We live in a data-driven world. According to Statista, the total amount of data created, captured, copied, and consumed globally is forecast to reach more than double in 2025 compared to 2021. Much of this data is personal or sensitive, representing a threat to our privacy if it is leaked and costing millions to companies when accidentally there is a data breach.
Also, Artificial Intelligence (AI) solutions need tons of data to be created. To make forecasts, avoid fraud or just understand their customers better, companies need to analyze those lakes of data. But one thing is what you want and another totally different thing is what you can do. Privacy is too important to all, and for that reason, regulations are everywhere. One good example in Europe is the General Data Protection Regulation (GDPR for short).
But this won’t stop here, according to Gartner, 65% of the world’s population will have it’s personal data covered under modern privacy regulations. Then the engineers, data scientists, analysts and the rest of AI-alike professionals formulae some questions: how we feed the Machine Learning (ML) models, how we improve the current algorithms or how we develop that application if we can’t access the real data. The answer for all of them has been there for a while, but it wasn’t good enough until the advancements made in Deep Learning (DL) during the 10s of the 21st century. Today, we can say it is the definitive solution: Synthetic Data.
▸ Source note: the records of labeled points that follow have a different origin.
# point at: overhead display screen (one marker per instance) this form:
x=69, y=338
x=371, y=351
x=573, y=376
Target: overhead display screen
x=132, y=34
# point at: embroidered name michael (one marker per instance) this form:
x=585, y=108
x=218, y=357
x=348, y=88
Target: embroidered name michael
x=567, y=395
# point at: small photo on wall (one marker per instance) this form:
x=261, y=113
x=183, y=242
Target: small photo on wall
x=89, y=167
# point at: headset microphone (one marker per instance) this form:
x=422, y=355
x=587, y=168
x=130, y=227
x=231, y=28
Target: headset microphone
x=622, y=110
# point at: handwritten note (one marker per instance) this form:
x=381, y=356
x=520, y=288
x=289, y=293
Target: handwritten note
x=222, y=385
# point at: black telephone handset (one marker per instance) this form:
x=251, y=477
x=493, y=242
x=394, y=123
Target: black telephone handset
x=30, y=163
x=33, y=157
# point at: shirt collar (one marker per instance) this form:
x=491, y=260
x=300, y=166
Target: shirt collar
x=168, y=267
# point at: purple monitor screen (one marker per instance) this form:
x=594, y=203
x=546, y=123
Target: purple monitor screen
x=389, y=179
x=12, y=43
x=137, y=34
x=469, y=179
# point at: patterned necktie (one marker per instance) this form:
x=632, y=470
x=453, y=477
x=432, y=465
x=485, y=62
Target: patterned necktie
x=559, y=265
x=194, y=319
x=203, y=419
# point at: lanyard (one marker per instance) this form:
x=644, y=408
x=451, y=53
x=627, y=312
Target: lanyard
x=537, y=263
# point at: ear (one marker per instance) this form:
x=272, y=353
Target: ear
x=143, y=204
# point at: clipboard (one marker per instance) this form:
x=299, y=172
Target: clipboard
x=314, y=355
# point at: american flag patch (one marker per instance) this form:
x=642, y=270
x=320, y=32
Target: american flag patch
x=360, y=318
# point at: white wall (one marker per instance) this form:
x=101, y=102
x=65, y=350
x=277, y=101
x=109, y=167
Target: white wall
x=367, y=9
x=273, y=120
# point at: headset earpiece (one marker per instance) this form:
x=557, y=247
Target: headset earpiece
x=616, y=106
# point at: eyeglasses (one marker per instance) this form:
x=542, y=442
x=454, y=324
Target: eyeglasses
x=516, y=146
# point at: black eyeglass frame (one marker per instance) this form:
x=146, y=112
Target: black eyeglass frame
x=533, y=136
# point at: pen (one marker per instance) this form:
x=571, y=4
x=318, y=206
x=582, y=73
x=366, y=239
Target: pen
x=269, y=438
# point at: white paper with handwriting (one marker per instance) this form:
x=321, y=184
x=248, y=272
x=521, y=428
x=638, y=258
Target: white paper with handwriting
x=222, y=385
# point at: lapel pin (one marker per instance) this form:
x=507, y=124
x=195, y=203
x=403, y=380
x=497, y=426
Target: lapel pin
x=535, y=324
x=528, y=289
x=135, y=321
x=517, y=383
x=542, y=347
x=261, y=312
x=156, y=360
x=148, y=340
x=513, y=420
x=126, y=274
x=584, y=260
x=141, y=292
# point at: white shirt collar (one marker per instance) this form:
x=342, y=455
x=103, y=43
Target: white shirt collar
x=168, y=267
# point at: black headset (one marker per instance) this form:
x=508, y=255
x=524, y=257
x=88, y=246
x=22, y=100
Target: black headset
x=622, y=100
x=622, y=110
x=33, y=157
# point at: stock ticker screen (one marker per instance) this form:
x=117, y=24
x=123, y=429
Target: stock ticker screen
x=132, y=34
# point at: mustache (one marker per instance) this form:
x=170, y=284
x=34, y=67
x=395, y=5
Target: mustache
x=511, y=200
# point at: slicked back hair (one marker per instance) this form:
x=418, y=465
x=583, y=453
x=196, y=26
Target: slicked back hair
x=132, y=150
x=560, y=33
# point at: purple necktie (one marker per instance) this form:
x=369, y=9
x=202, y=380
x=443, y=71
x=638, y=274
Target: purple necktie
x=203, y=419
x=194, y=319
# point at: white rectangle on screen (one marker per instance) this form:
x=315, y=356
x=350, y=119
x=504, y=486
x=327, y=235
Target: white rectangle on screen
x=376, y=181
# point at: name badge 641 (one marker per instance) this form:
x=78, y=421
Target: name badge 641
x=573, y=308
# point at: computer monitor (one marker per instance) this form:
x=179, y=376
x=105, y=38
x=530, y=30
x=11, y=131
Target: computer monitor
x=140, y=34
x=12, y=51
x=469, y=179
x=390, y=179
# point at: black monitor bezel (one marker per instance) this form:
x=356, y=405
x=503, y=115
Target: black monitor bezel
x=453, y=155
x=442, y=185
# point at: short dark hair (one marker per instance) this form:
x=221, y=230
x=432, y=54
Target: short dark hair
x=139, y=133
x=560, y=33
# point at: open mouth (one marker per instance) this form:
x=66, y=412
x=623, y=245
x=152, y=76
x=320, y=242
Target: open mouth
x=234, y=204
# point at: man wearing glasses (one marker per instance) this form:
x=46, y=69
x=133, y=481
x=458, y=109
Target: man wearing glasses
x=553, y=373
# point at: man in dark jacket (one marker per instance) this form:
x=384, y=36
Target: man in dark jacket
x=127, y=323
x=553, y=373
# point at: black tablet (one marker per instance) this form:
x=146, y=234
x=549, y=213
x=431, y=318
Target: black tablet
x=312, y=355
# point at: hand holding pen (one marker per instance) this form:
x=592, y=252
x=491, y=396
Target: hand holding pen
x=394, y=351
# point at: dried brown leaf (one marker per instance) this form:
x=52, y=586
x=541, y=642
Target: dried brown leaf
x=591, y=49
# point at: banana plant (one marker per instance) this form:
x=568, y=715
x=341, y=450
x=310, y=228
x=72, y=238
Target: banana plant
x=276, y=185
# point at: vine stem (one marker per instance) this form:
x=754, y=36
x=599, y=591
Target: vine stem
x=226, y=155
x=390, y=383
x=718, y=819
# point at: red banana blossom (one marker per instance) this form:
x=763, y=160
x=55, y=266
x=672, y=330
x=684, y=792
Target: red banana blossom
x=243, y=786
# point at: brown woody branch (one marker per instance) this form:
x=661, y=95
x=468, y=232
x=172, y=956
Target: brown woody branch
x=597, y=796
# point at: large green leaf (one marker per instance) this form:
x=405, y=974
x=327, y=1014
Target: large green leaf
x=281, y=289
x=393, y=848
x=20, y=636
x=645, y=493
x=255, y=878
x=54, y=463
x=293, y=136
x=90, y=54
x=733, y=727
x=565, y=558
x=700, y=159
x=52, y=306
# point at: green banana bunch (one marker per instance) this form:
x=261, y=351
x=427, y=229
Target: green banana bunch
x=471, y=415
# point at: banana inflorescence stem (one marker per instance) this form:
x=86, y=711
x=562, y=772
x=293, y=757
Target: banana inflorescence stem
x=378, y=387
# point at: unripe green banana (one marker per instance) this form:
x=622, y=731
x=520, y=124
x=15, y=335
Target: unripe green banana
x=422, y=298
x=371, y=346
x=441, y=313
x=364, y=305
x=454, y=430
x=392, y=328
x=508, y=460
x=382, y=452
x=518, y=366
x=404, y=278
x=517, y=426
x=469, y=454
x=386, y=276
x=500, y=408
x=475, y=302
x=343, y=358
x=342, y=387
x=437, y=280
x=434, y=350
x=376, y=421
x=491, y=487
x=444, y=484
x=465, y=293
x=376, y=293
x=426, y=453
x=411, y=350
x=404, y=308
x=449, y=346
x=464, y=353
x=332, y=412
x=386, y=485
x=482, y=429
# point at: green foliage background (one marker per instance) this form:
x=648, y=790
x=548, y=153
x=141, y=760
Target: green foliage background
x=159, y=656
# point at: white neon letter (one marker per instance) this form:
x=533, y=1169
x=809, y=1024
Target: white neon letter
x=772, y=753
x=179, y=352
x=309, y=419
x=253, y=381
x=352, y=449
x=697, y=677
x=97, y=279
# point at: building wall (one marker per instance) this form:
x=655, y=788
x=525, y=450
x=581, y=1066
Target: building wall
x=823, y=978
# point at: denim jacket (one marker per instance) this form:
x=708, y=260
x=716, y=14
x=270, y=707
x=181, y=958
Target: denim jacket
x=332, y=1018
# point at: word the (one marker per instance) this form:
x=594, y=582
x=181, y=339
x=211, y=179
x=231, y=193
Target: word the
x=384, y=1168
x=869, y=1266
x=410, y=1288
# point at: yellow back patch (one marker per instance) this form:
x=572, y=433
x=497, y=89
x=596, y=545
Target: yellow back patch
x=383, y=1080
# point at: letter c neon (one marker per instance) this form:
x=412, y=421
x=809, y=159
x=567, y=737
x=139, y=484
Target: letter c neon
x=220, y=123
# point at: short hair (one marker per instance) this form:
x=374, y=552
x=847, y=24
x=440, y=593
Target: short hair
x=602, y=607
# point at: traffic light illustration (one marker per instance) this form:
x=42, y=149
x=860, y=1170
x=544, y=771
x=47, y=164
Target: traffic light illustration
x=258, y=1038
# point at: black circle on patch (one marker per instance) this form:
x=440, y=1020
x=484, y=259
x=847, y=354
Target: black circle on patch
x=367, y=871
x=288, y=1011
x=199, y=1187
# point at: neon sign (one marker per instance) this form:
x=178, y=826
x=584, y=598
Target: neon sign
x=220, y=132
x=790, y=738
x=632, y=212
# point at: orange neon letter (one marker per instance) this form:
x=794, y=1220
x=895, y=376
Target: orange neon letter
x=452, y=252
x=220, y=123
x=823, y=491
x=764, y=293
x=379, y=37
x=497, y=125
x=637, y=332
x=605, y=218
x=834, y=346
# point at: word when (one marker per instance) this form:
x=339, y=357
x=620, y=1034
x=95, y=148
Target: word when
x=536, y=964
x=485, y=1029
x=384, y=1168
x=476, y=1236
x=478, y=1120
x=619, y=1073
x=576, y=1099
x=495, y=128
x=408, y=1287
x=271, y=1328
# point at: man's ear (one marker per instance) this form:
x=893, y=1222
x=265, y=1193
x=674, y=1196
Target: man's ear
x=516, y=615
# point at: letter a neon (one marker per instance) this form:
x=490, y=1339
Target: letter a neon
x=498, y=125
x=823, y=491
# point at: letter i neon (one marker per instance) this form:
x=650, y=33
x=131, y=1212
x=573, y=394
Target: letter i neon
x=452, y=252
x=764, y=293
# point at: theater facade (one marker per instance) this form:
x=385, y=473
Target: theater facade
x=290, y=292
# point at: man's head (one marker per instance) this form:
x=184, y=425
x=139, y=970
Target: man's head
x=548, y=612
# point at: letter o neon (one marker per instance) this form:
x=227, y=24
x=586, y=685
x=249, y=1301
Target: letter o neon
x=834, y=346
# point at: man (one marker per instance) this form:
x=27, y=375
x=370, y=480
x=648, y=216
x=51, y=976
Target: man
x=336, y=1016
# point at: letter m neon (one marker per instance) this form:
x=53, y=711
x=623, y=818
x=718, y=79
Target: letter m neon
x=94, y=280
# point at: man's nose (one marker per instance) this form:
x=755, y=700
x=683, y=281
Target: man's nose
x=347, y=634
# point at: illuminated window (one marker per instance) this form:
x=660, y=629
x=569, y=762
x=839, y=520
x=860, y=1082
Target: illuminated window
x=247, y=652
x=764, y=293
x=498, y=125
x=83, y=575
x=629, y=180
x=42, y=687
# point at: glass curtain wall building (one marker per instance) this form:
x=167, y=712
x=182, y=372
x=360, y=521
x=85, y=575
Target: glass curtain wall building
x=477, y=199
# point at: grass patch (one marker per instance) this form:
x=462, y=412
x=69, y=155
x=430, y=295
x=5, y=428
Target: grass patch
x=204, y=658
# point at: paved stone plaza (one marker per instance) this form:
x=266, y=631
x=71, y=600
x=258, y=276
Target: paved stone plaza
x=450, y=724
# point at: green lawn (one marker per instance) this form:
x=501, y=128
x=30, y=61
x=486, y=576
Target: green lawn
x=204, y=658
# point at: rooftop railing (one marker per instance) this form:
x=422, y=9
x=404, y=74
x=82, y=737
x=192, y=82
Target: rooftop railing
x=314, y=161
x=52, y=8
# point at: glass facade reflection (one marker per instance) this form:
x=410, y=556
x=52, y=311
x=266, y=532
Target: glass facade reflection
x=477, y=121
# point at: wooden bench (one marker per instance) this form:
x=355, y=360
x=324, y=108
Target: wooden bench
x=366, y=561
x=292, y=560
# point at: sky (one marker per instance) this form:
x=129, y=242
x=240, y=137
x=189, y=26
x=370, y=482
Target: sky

Oh how I didn’t think that… wait… what do you mean by Synthetic Data?
Even when the Synthetic Data works also with images and text, let’s explain it for the case of structured data, the one you find on tables, with rows and columns.
Imagine the data is milk, the people are the cows and you want to add milk to your breakfast coffee (apply that unsupervised ML algorithm), but you are vegan (this is the regulation — GDPR). Then the Synthetic Data will be the soy milk. It is similar to the original and it keeps the value being totally useful for the same purpose. Then you have protected the subjects’ (cows) “privacy” because it is impossible to re-identify them looking at the soy-based subjects and you have solved your problem.
That’s why the Synthetic Data Generators are used to anonymize data.
But… Why is it so important?
It is extremely important because it opens the door to an ocean of possibilities. Having Synthetic Data that keeps the information but is safe, because it “anonymizes” the original data surpassing other data anonymization techniques that have proven to have flaws, allows companies to use and share data that was banned before. This will result in new or improved apps, products, ML models, analysis, better understanding, cross-industry results, etc. The sky will be the limit for innovation, accessing data that was denied before.
Companies will be able to extract value and monetize data, raising the bar. Sometimes we hear the term Synthetic Data Revolution, and can’t be more accurate. Having access to Synthetic Data will change the world the same way ML and DL did.
More on the data science side, it will also have an impact on AI & ML models. The Synthetic Data Generators allows, based on the amount of data used to create the generator model, to create all the data you want. This will lead, in some cases, to increased performance for the current ML models in the market. Citing Garter one more time, they estimate that by 2022, 40% of AI & ML models will be trained on Synthetic Data.
Be ready, the revolution is already here!
1. Volume of data/information created, captured, copied, and consumed worldwide from 2010 to 2025. Arne Holst, Jun 7, 2021.
2. Gartner Says By 2023, 65% of the World’s Population Will Have Its Personal Data Covered Under Modern Privacy Regulations. Gartner, September 14, 2020.
3. Maverick Research: Use Simulations to Give Machines Imagination. Anthony Mullen, Magnus Revang, October 8, 2018.